Your character is lifeless, emotion less. You state the fact there was a war which he did not attend blandly, as if the knight was detached and didn't care. I'm sure he's emotionally invested in the fact, so show us his emotions. You also don't shed enough light on the backstory. There are too many questions left unanswered. They lead me to wonder why you wrote this short in the first place. Is it connected to a longer, complete saga?

It's very bare when it comes to details, too, description wise, however, I can skip over that, clearly description would have bogged down the narration. However, this was -- at least, I think -- meant to be an introspective piece, reflecting on the knight's thoughts and emotions as he abandoned battle. And yet, you don't mention any of this, which, again, makes me wonder why you wrote this. It lacks purpose, direction and message.

Your ending needs much improvement: you repeat 'metal' too much.
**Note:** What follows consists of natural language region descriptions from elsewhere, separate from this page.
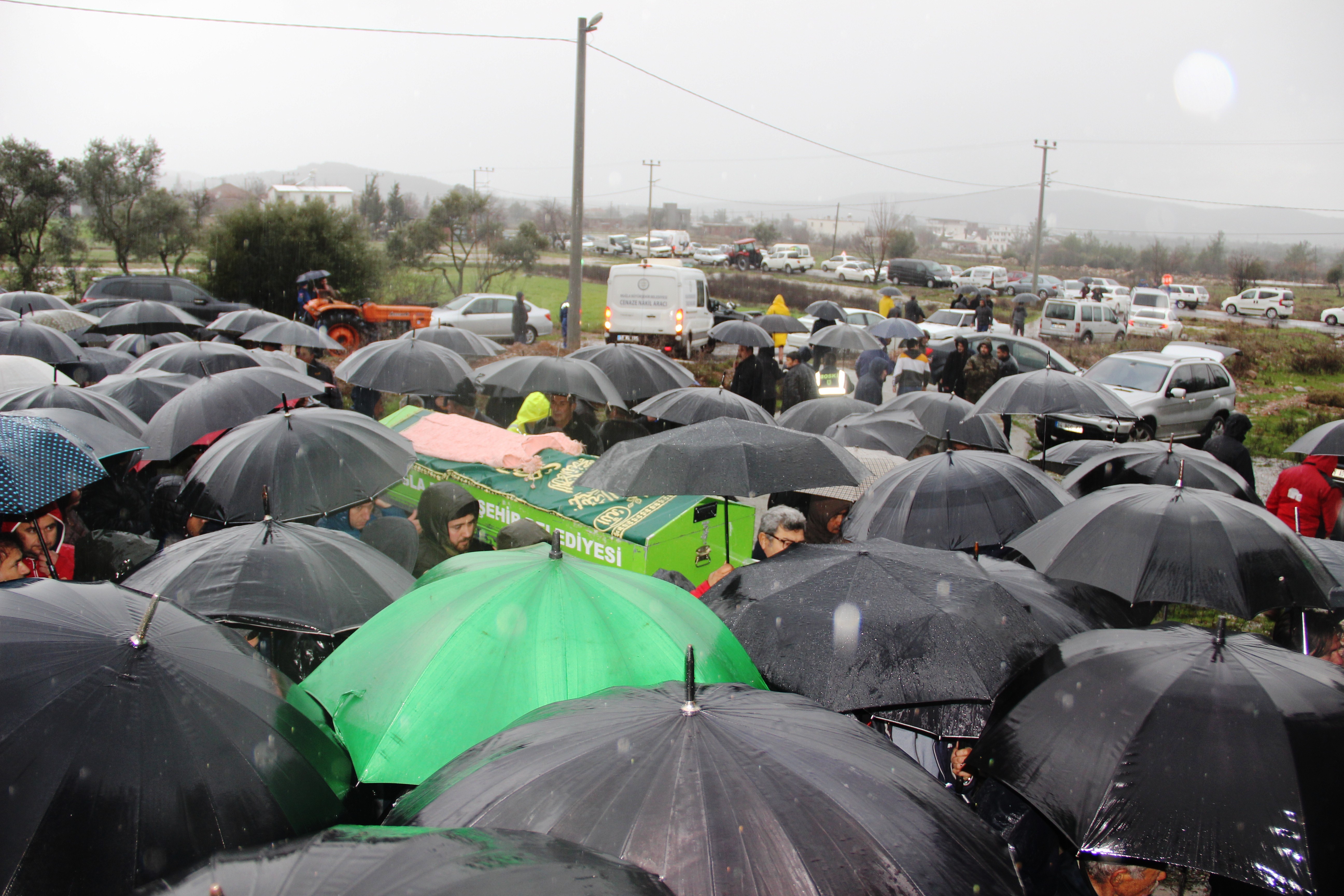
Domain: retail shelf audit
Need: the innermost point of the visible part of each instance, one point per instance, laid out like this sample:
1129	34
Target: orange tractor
357	324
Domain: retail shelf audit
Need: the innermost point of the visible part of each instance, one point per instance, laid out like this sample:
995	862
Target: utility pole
835	234
648	225
575	335
1045	147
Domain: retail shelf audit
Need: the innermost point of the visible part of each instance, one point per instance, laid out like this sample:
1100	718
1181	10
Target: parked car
1174	398
857	316
1155	321
919	272
857	271
787	261
109	292
1261	300
1085	321
1189	296
835	261
492	316
948	323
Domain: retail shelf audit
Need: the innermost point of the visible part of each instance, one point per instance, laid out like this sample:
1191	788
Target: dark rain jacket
799	386
1229	449
1304	499
439	506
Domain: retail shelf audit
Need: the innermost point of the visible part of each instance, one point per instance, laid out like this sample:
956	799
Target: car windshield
1128	373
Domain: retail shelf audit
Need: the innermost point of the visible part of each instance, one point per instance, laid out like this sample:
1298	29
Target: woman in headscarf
447	514
826	516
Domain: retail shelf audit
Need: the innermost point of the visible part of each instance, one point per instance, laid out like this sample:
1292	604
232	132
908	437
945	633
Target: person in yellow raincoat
777	307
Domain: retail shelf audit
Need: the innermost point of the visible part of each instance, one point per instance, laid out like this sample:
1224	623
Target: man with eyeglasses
781	527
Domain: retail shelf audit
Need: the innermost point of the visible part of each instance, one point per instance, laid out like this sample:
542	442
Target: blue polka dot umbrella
39	463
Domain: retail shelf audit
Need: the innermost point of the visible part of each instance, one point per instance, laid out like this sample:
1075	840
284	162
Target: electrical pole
648	225
1045	147
835	234
575	338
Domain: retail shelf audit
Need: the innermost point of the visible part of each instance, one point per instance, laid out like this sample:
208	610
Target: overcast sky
1163	97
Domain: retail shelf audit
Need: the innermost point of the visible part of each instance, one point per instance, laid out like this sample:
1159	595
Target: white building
842	230
335	197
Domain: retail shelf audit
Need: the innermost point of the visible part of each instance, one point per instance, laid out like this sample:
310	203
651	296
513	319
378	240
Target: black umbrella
275	576
826	311
239	323
889	430
699	404
292	334
147	318
143	393
1178	546
553	375
1177	745
780	324
722	789
724	456
26	302
815	416
463	342
945	416
197	359
76	400
1140	465
314	461
638	371
405	367
103	437
1049	391
36	340
741	334
221	402
418	862
845	336
882	625
1327	438
140	739
139	345
955	502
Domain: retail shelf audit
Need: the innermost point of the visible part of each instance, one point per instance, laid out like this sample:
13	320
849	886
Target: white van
659	305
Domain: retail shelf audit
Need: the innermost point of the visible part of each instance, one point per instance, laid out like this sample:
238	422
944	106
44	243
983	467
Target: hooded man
1304	498
1228	448
447	514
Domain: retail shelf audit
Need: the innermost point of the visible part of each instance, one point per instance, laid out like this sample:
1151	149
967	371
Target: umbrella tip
142	637
690	707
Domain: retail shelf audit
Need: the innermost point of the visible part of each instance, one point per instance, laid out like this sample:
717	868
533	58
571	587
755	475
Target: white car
857	271
786	261
1155	321
948	323
857	316
835	261
492	316
1268	302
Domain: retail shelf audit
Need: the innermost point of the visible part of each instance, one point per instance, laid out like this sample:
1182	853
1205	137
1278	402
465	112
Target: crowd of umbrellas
530	722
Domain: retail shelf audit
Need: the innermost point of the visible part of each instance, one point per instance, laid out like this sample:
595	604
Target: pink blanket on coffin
453	437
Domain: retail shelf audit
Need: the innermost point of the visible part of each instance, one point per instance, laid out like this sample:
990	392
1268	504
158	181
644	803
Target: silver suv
1182	398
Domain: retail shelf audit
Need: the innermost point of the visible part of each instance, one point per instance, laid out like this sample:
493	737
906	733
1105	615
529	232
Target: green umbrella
492	636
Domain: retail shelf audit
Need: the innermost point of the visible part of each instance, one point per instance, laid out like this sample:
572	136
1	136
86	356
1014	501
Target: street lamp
573	338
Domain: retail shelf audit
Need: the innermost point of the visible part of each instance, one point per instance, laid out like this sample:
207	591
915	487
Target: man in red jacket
1304	499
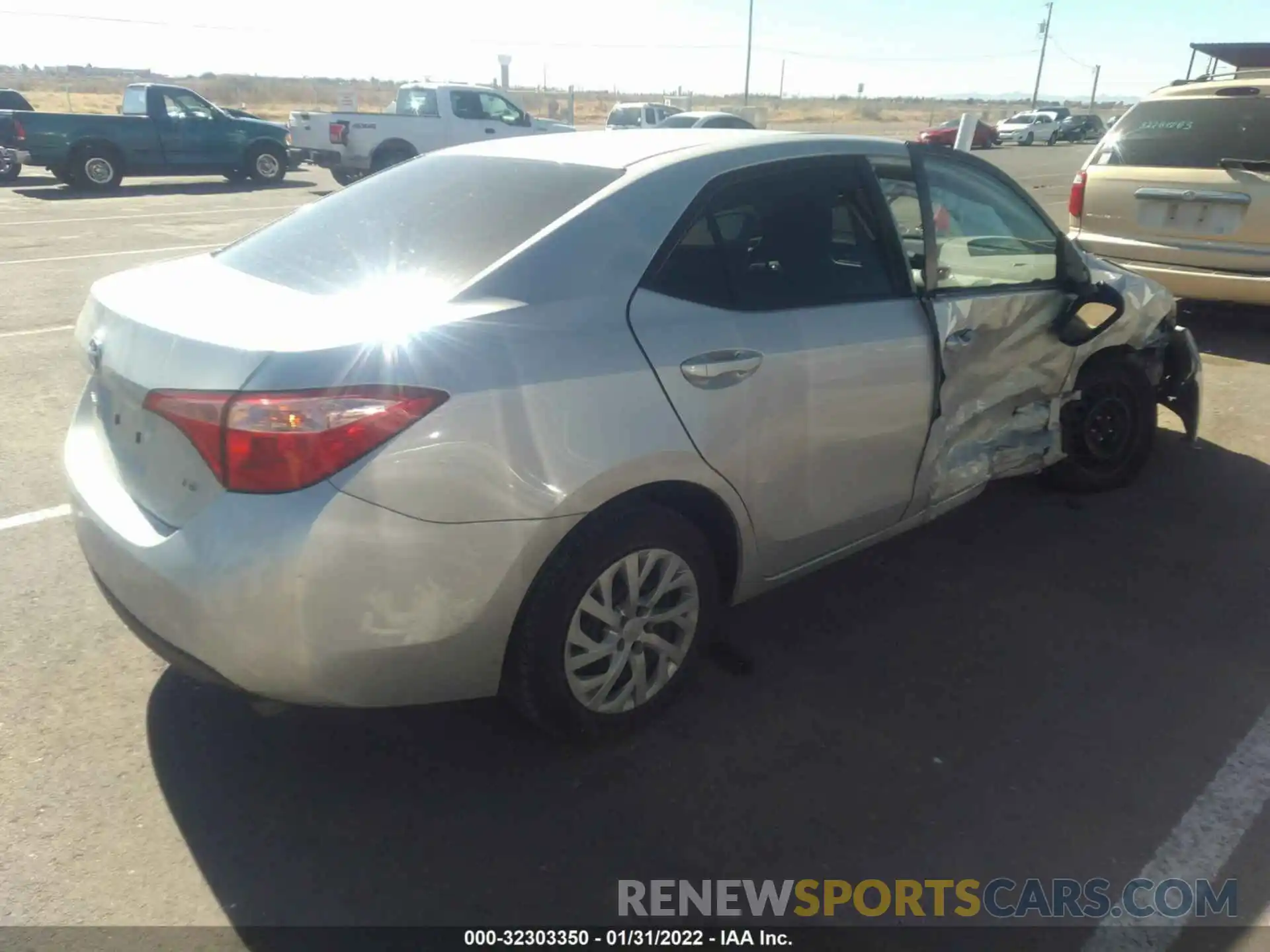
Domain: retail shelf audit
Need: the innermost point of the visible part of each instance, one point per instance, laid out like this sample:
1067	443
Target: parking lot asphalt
1037	686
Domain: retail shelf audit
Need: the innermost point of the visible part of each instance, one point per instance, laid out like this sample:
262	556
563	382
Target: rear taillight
284	442
1076	201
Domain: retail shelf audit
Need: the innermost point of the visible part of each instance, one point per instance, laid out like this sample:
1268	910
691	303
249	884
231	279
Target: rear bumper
1202	285
312	597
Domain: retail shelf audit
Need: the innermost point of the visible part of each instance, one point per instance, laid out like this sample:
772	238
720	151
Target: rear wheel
95	168
1108	434
267	164
389	157
614	625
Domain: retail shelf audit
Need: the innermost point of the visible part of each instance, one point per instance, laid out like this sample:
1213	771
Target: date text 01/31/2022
624	937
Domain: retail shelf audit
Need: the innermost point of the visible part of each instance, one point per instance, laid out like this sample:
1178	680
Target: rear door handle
720	368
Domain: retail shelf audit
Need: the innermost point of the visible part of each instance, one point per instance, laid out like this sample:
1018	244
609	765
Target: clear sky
894	48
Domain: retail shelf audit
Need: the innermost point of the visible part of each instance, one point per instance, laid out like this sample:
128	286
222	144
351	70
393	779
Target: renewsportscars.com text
1001	898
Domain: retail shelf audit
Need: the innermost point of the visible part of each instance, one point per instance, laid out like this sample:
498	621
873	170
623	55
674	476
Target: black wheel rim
1103	426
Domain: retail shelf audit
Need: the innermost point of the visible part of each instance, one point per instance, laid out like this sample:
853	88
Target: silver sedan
523	416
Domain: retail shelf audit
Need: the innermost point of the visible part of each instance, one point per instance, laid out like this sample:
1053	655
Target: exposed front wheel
267	165
614	623
1108	434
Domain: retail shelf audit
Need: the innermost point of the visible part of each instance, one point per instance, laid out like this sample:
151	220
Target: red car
945	135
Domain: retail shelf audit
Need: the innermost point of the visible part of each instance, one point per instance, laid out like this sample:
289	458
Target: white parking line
37	331
1202	842
248	210
111	254
13	522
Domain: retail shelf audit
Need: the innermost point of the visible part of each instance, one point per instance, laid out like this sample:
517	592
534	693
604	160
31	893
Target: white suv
1027	128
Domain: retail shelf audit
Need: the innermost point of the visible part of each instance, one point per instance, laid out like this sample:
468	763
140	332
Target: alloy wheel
632	631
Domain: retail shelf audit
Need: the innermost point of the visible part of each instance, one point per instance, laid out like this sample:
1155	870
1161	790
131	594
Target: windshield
439	218
1191	134
679	122
625	116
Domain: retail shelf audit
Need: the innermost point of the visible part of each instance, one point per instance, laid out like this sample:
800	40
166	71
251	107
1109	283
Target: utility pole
749	40
1044	41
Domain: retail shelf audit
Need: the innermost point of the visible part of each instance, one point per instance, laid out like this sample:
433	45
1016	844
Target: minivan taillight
1076	201
284	442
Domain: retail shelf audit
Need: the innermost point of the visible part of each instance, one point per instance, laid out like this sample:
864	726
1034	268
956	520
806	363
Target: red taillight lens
284	442
1076	201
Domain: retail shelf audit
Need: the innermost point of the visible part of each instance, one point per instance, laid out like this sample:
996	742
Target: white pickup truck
426	117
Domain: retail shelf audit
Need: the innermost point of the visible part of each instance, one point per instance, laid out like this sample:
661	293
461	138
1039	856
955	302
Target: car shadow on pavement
1038	684
55	192
1240	333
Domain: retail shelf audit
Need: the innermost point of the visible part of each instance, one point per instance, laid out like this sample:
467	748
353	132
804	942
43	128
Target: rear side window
784	240
1191	134
439	218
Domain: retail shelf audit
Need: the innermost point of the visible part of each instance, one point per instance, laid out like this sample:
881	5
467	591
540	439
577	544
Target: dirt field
275	98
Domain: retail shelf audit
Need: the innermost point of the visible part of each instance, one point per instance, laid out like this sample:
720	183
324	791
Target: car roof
1209	88
667	146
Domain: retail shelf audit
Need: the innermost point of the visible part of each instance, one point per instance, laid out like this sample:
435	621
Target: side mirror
1090	314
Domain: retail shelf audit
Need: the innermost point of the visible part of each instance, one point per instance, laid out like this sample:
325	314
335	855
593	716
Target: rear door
1162	187
786	333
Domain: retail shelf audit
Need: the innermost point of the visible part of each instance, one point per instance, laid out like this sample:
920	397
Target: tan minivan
1179	190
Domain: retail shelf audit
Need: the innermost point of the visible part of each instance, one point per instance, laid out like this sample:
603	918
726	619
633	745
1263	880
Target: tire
95	169
267	164
554	629
388	158
1109	433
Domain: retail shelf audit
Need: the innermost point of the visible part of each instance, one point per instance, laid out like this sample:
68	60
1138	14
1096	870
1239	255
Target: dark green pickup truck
161	131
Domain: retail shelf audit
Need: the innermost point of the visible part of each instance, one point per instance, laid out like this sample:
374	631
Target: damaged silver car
523	416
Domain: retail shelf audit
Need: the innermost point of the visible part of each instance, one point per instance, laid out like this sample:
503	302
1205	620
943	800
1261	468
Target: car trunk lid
1165	186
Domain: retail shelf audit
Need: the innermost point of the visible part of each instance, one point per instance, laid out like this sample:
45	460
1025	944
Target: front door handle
720	368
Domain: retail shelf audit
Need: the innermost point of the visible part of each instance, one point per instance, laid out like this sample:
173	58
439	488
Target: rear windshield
1191	134
626	116
440	218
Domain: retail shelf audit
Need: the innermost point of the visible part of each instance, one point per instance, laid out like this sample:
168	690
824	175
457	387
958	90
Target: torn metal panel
1006	376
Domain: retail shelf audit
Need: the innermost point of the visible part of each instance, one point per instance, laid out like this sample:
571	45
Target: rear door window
1191	134
800	237
440	218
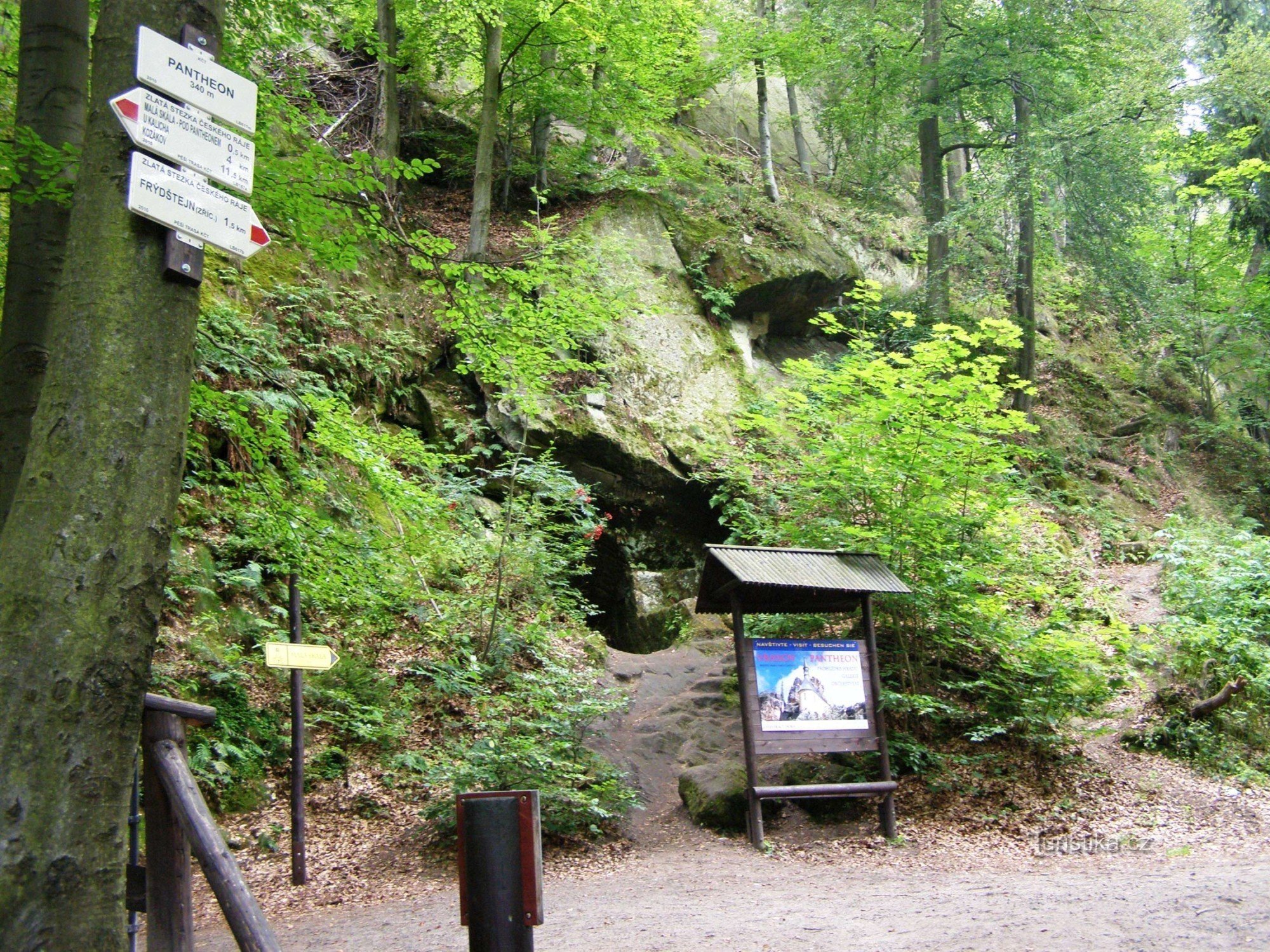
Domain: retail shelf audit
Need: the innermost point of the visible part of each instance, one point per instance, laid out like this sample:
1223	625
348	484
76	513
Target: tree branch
1221	699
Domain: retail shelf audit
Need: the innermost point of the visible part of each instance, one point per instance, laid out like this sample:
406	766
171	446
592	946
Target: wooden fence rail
177	819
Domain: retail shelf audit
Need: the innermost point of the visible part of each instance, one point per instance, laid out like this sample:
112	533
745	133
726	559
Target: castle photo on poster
811	686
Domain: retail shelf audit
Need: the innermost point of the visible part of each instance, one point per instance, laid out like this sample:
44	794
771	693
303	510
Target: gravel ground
1180	863
666	901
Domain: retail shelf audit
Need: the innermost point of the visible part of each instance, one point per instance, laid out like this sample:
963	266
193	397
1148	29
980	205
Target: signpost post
299	869
186	133
299	658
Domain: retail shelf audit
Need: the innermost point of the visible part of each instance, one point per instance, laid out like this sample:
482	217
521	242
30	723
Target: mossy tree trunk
933	164
483	182
805	154
51	102
388	120
84	553
1024	290
540	138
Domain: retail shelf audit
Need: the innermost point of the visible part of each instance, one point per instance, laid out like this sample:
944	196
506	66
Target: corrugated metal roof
808	568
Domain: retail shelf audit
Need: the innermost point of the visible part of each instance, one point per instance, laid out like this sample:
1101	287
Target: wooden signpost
805	696
299	658
186	133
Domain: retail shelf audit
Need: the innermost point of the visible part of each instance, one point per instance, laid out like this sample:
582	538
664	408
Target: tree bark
483	182
388	119
1024	291
765	124
957	169
84	553
53	102
540	139
933	164
805	154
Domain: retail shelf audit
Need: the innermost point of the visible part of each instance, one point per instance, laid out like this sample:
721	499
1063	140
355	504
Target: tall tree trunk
483	183
388	119
805	154
509	154
958	164
84	553
1024	290
540	138
957	169
933	164
53	102
765	135
765	124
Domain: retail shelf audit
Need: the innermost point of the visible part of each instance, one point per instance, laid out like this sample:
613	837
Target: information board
808	696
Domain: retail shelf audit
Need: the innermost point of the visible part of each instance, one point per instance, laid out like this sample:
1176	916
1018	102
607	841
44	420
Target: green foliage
1219	592
718	299
521	329
398	559
531	738
909	454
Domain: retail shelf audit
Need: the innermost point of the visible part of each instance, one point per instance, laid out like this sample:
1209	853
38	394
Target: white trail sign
196	79
186	136
186	202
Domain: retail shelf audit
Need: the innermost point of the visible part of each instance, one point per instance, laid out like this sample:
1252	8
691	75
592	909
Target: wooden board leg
887	816
756	822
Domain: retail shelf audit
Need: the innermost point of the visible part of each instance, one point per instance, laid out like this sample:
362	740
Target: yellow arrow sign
311	658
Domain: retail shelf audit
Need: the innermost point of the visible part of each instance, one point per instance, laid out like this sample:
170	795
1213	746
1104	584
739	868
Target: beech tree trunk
388	119
765	125
765	135
805	154
84	553
957	169
933	164
483	183
53	102
540	136
1024	290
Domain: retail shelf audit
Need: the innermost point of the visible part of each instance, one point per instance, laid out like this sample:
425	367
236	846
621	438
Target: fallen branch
1221	699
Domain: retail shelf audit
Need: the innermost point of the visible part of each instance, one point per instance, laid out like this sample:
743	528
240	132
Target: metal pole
299	873
492	856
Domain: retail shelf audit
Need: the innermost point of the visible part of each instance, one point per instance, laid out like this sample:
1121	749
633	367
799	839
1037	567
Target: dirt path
726	897
966	878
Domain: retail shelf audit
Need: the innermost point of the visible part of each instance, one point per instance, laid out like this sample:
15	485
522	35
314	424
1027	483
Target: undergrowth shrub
1217	587
441	574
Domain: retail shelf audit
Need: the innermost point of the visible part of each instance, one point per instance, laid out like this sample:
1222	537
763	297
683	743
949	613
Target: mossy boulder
714	795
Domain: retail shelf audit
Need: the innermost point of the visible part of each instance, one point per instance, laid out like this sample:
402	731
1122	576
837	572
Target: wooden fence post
170	904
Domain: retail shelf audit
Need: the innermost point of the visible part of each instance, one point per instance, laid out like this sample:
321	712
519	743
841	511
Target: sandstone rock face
675	378
714	795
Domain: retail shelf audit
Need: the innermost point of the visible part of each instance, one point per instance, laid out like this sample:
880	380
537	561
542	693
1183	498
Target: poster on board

Find synonyms. The battle is not detailed, but not epic. It just fails, and flops awkwardly. Either go for details or go for epicness, but go for one of the two.

The death was also laughably pathetic. We can't connect with the character because we aren't emotionally attached to him. Who the hell is Maria, anyways? Why should we care? This just doesn't work. It's flat, bland, and cliche. Rewrite this, but only after you know exactly where and why you're going with this, and how.


Hope I could help
~Ita




Deadman says...


I'll be honest, I didn't know where I was going with it either. I got into one of those fits of writing, and they always turn out bad. However I posted it up here wondering if someone would throw their two cents in. Seeing as you did, I will rewrite it. I thank you for your reviews, including the ones in the past. I'll take this all into consideration. Thanks Ita!




Defeat has its lessons as well as victory.